Didn't want to hijack a previous post for practically the same method, but with opposite results. I've tried many different tweaks so take the values below as general ranges of attempts. Recently I compared my home-made dough to store-bought, and found store-bought to be far superior in handling and baking results.
I don't have a kitchen scale, but I generally use a ~2.5-3 cup split of 75% 00 or bread flour and 25% semolina flour, with 1-1.25cup warm filtered water.
Dissolve a tablespoon of starter in water, add 1/2 to 1tsp traditional yeast for a few minutes, then add flour to Kitchenaid mixer along with 1-2 tsp salt and 1tbsp olive oil. Mix until combined, then run on speed 2. I've tried 3-5mins, 10mins, up to 30mins. I divide dough and rest under plastic for 1-2 hours, then refrigerate for 24-72 hours. I let it come to room temperate as the oven preheats. Every single time it's too stretchy and over-proofing. I have to be extremely delicate or else the dough can tear quite easily, perhaps from lack of gluten development. Store-bought dough was a genuine challenge to stretch by comparison.
The oven preheats to 550F convection with a thick, carbon baking steel over 1-1.5 hours. I stretch the dough, brush crust, sauce, top, and bake for ~7mins turning once halfway through.

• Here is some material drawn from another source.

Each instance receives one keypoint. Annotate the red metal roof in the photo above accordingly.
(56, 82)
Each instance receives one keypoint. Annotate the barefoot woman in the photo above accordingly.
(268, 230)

With store-bought dough, I get a thin crispy base with a very airy crust - which is perfection to me (see image for the most recent result). My home-made dough typically doesn't crisp up on the bottom as much and has a denser crust.
It feels like the store-bought dough has far better developed gluten, since it's tough to stretch and traps large pockets of air easily. I would think that my 10-14% protein flours I've used should suffice (having used 00, bread, semolina, and AP over my countless number of attempts). Kneading seems an important factor in gluten development, and having used my mixer up to a max of 30 mins with the dough hook, I would have expected at some point to have passed a window-pane test properly, but haven't. The dough breaks/tears quite easily. Store-bought also feels like it has a higher moisture content than my dough - there is condensation in the bags and it's fairly sticky. I typically only mix my doughs until they clean the bowl and are no longer stick to the bottom when mixing, maybe even this is too dry?
I realize the above contains somewhat scattered information, but it's been many years with many different methods, many pictures of various successes and failures, and here I wanted to capture: what I've tried, what the desired consistent result is, and what I think might be contributing to my issues.